Tuesday 4 December 2018 17:14, UK
Lewis Hamilton has made the perfect start to his Japanese GP weekend by doubling up in Friday practice, with Mercedes dominating Ferrari once again in the second session.
Hamilton led another Mercedes one-two in Practice Two and posted the fastest Suzuka lap of the weekend after bolting on the supersoft tyres, finishing four tenths ahead of Valtteri Bottas again.
"This track is awesome. I'm having the best day!" giggled Hamilton after completing his flying laps.
But while Sebastian Vettel, 50 points behind Hamilton in the championship, cut Ferrari's deficit to Mercedes slightly from the early morning session, he was still 0.833s behind his rival's impressive 1:28.217.
Ferrari are believed to have been running their engines in 'conservative mode' on Friday, but the huge gap will still be worrying as they look to revitalise a title charge which has faded since the summer break.
"Mercedes are just dominant again - Ferrari really need to get their stuff together," noted Sky F1's Paul di Resta.
"They may come and surprise us tomorrow but you've got to look at what Hamilton's doing. The gap to Bottas is huge and he's on top form."
Kimi Raikkonen was fifth for the Scuderia, sandwiching the Red Bulls, who dropped off the pace in P2.
Max Verstappen was their lead car but more than a second off Hamilton's benchmark, with Daniel Ricciardo a further two tenths behind in sixth.
"It's like rallycross, drifting everywhere," said Verstappen as he struggled for balance in his RB14.
Esteban Ocon and Romain Grosjean shone again to lead the midfield, though the Force India driver was half a second clear of his French compatriot in seventh.

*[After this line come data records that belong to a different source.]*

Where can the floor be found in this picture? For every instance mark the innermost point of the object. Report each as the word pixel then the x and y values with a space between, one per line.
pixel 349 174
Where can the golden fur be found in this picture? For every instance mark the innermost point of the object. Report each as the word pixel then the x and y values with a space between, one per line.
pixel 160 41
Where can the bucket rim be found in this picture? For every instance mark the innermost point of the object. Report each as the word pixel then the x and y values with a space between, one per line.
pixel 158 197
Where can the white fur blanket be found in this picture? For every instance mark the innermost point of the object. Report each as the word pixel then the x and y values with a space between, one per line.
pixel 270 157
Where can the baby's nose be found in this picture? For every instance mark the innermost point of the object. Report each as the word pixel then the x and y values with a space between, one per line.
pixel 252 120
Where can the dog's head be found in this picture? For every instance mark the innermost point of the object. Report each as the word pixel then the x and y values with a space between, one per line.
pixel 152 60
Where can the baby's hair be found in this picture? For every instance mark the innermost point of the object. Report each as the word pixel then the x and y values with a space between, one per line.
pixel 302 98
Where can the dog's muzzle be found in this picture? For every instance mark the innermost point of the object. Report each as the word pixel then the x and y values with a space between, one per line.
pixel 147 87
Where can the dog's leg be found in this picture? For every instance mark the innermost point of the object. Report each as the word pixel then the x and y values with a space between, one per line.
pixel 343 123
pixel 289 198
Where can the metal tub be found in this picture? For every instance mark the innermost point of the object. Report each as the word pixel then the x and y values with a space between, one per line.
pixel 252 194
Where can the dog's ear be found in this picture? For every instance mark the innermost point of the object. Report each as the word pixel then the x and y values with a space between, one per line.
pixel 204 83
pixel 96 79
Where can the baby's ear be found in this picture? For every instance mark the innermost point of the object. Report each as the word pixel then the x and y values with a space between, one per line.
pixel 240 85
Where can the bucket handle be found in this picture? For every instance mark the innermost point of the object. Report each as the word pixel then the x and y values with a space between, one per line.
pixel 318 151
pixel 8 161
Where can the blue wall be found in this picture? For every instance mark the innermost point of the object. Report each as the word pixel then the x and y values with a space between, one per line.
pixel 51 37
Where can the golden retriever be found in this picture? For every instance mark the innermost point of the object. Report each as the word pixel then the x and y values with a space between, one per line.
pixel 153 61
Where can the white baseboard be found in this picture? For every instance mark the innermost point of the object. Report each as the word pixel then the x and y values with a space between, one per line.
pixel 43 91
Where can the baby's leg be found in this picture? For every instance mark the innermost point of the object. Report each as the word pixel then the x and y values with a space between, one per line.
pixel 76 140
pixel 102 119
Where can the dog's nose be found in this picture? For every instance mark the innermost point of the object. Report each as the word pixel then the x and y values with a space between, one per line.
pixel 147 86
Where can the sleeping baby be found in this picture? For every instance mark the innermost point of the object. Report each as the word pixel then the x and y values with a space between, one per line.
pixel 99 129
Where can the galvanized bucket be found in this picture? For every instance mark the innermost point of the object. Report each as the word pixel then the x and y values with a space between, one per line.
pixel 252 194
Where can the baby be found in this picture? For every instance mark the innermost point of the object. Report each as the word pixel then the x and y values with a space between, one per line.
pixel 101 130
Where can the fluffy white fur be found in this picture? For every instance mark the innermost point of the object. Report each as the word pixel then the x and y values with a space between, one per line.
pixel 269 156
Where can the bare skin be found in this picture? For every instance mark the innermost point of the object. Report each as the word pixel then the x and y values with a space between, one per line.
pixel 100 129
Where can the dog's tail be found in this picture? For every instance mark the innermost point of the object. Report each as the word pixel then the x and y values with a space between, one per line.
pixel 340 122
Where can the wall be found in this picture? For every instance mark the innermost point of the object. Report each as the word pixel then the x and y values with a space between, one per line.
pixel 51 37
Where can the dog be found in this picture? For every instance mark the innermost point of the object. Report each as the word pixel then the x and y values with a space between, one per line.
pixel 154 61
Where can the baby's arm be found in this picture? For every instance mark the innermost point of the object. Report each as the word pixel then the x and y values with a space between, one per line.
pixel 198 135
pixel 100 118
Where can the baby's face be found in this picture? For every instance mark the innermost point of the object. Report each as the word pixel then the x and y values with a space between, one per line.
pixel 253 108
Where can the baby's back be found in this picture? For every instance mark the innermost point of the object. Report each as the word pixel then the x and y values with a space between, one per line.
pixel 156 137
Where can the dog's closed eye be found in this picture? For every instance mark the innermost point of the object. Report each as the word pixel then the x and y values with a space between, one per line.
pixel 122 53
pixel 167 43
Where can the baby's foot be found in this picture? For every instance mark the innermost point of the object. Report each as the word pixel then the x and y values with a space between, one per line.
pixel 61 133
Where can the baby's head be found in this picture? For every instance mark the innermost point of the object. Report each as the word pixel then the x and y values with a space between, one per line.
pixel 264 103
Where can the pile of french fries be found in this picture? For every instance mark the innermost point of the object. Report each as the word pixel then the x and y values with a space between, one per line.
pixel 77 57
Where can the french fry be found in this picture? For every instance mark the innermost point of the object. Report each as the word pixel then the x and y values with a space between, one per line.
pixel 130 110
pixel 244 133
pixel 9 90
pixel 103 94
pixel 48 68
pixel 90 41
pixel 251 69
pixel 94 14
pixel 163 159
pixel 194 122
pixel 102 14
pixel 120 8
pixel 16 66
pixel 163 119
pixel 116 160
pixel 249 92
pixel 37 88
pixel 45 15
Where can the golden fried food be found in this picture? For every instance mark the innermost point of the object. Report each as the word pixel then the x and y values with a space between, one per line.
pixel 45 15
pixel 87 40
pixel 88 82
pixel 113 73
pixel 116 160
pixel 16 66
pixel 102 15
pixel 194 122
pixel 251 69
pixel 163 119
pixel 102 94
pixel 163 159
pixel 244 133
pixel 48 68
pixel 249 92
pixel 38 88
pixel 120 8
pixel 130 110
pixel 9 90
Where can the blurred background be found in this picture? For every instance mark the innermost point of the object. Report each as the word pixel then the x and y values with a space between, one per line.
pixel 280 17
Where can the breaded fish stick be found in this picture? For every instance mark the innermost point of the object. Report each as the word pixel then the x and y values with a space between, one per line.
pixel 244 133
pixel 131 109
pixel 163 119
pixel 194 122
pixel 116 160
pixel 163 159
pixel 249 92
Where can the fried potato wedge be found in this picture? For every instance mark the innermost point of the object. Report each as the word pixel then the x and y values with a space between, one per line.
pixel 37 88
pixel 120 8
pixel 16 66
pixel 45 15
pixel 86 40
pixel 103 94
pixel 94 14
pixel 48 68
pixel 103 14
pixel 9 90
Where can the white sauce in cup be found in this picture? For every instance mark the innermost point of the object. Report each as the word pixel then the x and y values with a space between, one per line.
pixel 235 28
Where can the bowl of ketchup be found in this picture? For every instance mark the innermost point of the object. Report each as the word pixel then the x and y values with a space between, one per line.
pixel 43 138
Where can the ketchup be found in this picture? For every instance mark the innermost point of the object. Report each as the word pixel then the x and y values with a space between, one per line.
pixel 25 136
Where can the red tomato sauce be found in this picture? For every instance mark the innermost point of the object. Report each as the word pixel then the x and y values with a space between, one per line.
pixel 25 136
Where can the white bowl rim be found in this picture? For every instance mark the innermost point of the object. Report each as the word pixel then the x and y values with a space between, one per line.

Sauber appear to be in the running for Q3 again with Marcus Ericsson up in ninth, while there were problems at Toro Rosso, who are debuting Honda's much-vaunted 'spec three' engine this weekend.
Though Brendon Hartley completed the top-10 for the Red Bull junior team, Pierre Gasly was stuck in the garage for much of the session after suffering a fuel issue.
He eventually finished 13th, but there will be reliability concerns from his team who are expecting a major boost at Honda's home race.
McLaren and Williams, former mainstays at the front of the grid, locked out the bottom four positions, with Stoffel Vandoorne more than a second adrift of his team-mate Fernando Alonso.
The Belgian, set to leave F1 at the end of the season, propped up the timesheets.